Risking Love

During my junior year of college I spent my Fall semester studying at Daystar University, just outside of Nairobi, Kenya, as part of a study-abroad program. Four short months in Africa will leave anyone with a lifetime of memories. In my 20-year-old state of mind, life was much harder–washing my clothes in a bucket from water drawn from a well outside my dorm; sharing my room with three noisy roommates; popping malaria prophylaxis that gave me disturbing dreams; taking bucket baths; and carrying my friend’s stool sample to the local clinic to test for typhoid.
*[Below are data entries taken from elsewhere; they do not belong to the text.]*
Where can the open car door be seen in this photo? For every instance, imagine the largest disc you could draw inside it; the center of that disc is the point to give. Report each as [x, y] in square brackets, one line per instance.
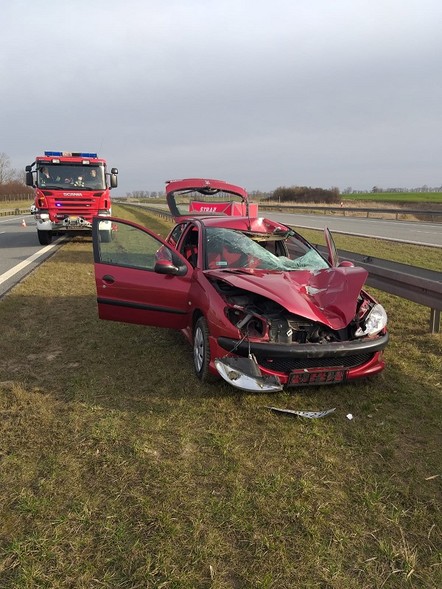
[139, 278]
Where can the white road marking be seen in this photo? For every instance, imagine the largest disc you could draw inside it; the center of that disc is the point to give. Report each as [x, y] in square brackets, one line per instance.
[6, 275]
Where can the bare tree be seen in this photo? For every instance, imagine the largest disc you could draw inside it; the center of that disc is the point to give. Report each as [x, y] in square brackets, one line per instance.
[7, 174]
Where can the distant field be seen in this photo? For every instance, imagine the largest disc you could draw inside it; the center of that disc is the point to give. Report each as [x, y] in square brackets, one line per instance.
[120, 470]
[433, 197]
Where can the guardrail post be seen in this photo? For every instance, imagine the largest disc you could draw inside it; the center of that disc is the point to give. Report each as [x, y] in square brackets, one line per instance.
[435, 321]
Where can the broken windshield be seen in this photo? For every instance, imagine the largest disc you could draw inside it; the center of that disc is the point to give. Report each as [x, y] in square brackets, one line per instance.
[228, 249]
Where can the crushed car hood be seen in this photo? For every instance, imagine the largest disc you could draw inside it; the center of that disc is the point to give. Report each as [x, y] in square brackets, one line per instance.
[328, 296]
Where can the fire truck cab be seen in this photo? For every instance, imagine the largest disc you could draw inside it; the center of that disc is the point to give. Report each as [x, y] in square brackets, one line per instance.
[71, 188]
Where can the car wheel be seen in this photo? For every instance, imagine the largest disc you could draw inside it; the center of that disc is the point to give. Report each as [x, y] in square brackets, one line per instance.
[201, 350]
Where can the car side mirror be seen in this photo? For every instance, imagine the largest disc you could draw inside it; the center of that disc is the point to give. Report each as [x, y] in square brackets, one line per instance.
[168, 267]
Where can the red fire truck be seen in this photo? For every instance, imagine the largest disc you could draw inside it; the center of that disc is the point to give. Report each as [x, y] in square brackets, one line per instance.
[71, 188]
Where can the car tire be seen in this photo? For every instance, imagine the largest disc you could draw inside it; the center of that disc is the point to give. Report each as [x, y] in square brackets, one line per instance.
[201, 351]
[44, 237]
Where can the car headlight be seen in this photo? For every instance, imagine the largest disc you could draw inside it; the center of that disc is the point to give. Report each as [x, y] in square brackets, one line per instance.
[375, 322]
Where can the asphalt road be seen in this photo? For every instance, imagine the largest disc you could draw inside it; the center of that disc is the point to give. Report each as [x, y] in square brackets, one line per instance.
[20, 251]
[404, 231]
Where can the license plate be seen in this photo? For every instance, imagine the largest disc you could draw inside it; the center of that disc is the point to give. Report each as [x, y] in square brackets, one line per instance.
[316, 376]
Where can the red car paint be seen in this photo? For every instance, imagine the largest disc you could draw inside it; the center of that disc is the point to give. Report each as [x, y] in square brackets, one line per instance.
[242, 287]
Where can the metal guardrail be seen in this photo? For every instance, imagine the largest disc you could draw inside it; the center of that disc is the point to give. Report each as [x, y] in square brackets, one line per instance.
[415, 284]
[434, 215]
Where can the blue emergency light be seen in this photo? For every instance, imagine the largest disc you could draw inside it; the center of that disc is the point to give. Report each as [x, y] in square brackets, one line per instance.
[70, 154]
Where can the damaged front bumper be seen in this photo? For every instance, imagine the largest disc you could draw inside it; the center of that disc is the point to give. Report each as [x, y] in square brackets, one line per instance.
[245, 374]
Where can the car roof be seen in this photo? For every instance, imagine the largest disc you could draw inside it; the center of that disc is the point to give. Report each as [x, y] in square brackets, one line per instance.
[200, 197]
[244, 224]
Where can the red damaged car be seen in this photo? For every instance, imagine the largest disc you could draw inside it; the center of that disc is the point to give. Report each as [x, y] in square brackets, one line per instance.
[260, 305]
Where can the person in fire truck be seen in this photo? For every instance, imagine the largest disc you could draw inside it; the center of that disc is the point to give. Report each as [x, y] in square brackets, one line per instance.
[45, 177]
[93, 180]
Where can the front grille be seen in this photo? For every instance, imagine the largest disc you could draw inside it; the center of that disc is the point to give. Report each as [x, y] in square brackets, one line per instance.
[288, 364]
[77, 207]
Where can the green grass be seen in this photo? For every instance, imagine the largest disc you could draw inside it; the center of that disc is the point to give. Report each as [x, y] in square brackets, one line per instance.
[119, 469]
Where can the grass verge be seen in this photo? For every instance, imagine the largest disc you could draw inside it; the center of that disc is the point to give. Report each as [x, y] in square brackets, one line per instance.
[119, 469]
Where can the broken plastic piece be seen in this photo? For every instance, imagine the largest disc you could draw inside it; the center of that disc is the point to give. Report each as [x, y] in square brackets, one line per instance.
[244, 373]
[309, 414]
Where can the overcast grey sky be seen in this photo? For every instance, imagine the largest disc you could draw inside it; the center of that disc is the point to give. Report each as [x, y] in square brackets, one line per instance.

Life was, however, also much richer. For reasons I don’t remember specifically, I was the first of the small group of exchange students from the States to lose it. Overwhelmed by culture shock, homesick and fatigued, I had a first-world meltdown. The romance of the experience had passed; by then we’d all had our first, second and third rounds of diarrhea, and I had just about had it. Looking me over, Mama Sophie, the director of our program, must have thought I looked pretty dreary because she invited me to her home for a week with her family to recover. One week of home-cooked meals, quiet nights in a comfy bed, and long baths in a tub seemed to do the trick. Before I knew it, life felt manageable again in the dusty countryside of Athi River. Changing my malaria medicine, I might add, also helped.

Had I not had that meltdown, I would never have been touched by the warmth of Mama Sophie’s family who took me in and loved me back to health. Had I not hit hard the wall of culture shock myself, I would not have had as much compassion on the students who followed in my footsteps and ended up at Mama Sophie’s dinner table just like I had. While I swallowed my pride in what felt like an embarrassing show of vulnerability to a group of people I didn’t know very well , someone else had the opportunity to fill me back up again by loving me through a rough spot with no questions asked. And I would not necessarily have recovered to not merely survive but thoroughly enjoy the remainder of my stay in Kenya.

Sometimes it’s our moments of deepest need that open us up to living more of life than we knew was imaginable. But are we able to stop trying to appear competent enough to handle it long enough to allow someone else to get close enough to love us through it? After all, isn’t that what friends are for? And if we can’t be so open with those we deem friends, then what’s the use in having friends at all? In my case, the love and care I needed came from a family I barely knew but was discovered by bearing my greatest weakness at the time. How comfortable are you with your vulnerabilities? Where and with whom do you feel most able to drop your guard? And how often do you do so?

Loving is a risk. Being loved, however, is perhaps a riskier venture.